I was reading a missionary friend's blog today and she talked about the struggles of life in another culture, speaking another language, far from friends and loved ones. Another talked of loss and grief and yet another, of transition.
The Crosby family is now heading into month two of officially being "normal people" and 15 months of life on US soil. Even so, we are not settled and in a way, I can't remember ever feeling "settled" in my adult life. Changing dorms, changing roommates, jobs, ministries, majors and finally getting married only to realize that the life we had chosen was one of constant transition and change.
Leaving missions behind hasn't changed that. I crave being "settled" more now but know that until we make it to our final destination with Jesus, we won't feel totally "settled". So today I prayed for our friends overseas and friends here (who I realize often feel just as unsettled as I did while in other countries and cultures).
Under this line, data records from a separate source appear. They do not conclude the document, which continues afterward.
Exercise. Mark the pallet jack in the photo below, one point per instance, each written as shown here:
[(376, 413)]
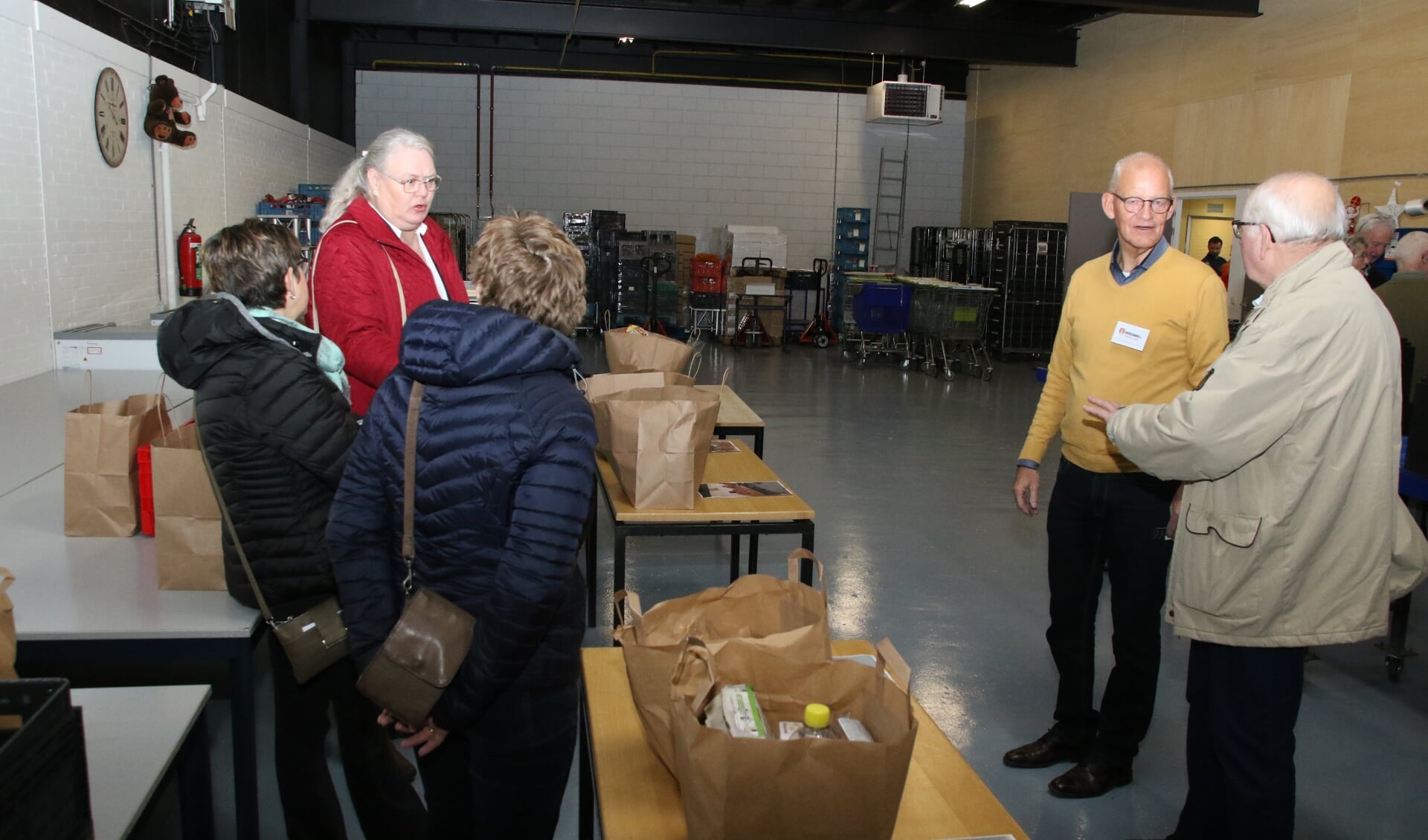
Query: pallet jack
[(819, 332)]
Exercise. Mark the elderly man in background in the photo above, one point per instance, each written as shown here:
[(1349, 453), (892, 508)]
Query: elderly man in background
[(1406, 294), (1378, 231), (1291, 531), (1142, 323)]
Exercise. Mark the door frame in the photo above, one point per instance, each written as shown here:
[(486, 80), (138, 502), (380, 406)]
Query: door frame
[(1237, 270)]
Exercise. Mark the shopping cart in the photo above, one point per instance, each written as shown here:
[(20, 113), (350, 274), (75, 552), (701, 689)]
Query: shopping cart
[(875, 318), (951, 321)]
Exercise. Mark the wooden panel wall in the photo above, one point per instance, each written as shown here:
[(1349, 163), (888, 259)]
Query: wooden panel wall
[(1328, 86)]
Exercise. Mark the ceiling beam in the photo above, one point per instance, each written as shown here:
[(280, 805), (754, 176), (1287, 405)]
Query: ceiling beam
[(1190, 7), (785, 29)]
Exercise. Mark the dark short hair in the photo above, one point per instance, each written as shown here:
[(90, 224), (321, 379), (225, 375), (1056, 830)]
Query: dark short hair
[(250, 262)]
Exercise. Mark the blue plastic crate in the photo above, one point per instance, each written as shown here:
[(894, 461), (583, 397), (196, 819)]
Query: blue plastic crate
[(883, 307)]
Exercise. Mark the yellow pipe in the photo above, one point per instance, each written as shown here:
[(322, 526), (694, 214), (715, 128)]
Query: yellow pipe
[(681, 76)]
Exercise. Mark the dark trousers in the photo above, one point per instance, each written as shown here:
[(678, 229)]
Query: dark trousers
[(1240, 742), (1114, 525), (382, 793), (506, 776)]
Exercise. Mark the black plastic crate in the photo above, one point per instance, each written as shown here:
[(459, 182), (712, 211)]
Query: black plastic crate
[(43, 773)]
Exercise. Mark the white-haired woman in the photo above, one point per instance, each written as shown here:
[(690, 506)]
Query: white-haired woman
[(379, 257)]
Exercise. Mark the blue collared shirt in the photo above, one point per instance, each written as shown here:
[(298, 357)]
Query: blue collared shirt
[(1120, 277)]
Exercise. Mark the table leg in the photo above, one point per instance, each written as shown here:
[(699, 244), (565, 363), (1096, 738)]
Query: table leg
[(196, 782), (245, 740), (591, 540), (588, 781), (805, 565), (619, 572)]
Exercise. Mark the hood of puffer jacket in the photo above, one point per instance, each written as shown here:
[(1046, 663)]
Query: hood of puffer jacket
[(450, 344), (202, 332)]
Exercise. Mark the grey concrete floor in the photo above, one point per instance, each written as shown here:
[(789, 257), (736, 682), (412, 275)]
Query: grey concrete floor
[(910, 479)]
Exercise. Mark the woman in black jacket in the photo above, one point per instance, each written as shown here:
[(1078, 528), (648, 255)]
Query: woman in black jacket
[(506, 462), (273, 413)]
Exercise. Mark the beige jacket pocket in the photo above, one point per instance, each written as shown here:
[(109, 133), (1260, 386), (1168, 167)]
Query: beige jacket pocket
[(1215, 569)]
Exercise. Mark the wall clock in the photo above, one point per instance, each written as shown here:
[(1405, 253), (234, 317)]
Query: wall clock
[(110, 117)]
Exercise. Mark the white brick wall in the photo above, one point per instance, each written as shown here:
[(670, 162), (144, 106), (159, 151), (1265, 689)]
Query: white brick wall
[(80, 242), (669, 156)]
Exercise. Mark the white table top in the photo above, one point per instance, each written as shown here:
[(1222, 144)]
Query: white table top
[(32, 414), (130, 737), (97, 588)]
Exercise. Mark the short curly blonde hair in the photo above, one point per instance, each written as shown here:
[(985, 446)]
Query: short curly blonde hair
[(523, 262)]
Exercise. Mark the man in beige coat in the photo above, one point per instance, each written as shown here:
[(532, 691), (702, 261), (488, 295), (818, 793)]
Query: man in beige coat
[(1291, 531)]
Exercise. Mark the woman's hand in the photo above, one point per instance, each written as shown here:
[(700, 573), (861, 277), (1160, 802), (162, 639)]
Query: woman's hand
[(426, 739)]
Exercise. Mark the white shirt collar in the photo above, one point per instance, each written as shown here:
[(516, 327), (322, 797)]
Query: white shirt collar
[(422, 230)]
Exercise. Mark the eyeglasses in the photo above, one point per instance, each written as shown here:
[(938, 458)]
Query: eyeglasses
[(1133, 204), (1240, 224), (431, 183)]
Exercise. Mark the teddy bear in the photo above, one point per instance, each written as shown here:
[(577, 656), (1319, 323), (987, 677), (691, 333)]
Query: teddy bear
[(163, 117)]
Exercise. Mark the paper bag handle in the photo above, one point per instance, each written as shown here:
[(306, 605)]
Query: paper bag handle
[(695, 647), (631, 616), (802, 554), (892, 664)]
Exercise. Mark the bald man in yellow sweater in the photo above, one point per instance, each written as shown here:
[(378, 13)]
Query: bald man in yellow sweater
[(1140, 324)]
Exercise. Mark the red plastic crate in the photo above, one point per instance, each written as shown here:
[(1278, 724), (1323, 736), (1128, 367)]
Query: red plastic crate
[(146, 491)]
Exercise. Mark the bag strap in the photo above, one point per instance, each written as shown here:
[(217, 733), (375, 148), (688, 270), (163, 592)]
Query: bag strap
[(233, 531), (312, 303), (802, 554), (409, 485)]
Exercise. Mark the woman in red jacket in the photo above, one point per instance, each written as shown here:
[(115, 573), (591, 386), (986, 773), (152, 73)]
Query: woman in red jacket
[(380, 259)]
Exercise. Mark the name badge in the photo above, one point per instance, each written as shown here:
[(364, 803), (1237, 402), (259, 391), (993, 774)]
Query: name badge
[(1130, 335)]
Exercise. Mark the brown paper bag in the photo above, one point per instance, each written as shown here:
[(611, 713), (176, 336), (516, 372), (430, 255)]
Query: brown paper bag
[(7, 650), (605, 384), (187, 524), (783, 616), (631, 351), (102, 465), (657, 441), (757, 787)]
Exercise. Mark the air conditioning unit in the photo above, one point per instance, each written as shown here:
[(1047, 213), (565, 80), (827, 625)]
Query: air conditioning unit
[(906, 103)]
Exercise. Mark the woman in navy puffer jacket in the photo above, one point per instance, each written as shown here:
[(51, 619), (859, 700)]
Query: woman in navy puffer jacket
[(504, 471)]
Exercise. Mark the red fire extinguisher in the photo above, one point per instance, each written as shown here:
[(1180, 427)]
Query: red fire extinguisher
[(190, 270)]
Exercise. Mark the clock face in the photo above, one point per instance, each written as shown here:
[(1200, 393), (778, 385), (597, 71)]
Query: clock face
[(110, 117)]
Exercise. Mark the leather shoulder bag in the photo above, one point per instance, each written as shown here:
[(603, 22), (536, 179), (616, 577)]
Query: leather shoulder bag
[(313, 639), (425, 650)]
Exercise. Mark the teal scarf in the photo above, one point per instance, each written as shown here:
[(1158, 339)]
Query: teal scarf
[(329, 355)]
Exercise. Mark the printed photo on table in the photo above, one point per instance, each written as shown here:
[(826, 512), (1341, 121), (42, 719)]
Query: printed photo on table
[(734, 490)]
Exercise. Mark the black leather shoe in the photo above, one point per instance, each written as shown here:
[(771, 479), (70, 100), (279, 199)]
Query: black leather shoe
[(1049, 749), (1091, 778)]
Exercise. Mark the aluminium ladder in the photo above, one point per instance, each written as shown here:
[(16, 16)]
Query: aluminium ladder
[(887, 216)]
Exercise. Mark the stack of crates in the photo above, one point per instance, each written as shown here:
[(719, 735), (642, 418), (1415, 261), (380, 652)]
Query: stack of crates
[(577, 228), (631, 288), (1029, 260), (661, 262), (850, 253)]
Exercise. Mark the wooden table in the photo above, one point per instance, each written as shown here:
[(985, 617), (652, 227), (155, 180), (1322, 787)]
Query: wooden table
[(136, 739), (97, 598), (709, 517), (736, 419), (640, 801)]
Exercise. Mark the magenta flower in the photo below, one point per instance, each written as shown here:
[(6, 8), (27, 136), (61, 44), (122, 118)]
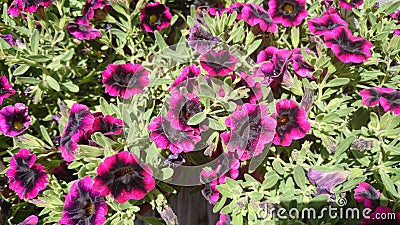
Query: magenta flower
[(346, 47), (287, 12), (14, 120), (182, 108), (30, 6), (254, 15), (349, 4), (125, 80), (367, 194), (326, 23), (167, 137), (155, 16), (5, 89), (24, 177), (82, 30), (79, 122), (292, 122), (30, 220), (250, 129), (218, 63), (123, 177), (84, 205), (107, 125), (382, 216), (186, 79)]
In doing so I realized that part of embracing the life God has called us to is embracing the messy unsettled-ness of it all.
I chose the above picture because it represented the sweet, crazy chaos of life right now. We are about to find out if we are buying a house this week, or starting over again in the hunt. Part-time work starts again for me, but there are fires raging nearby (literally). All the while there are so many things going on...happy things like new babies, sad things like broken families and just plain hard things that make up everyday life.
Living a life of faith today amidst chaos means casting aside the uncertainty of tomorrow while trusting in the "lifter of heads" to give us the joy to dance again today. For today, I will.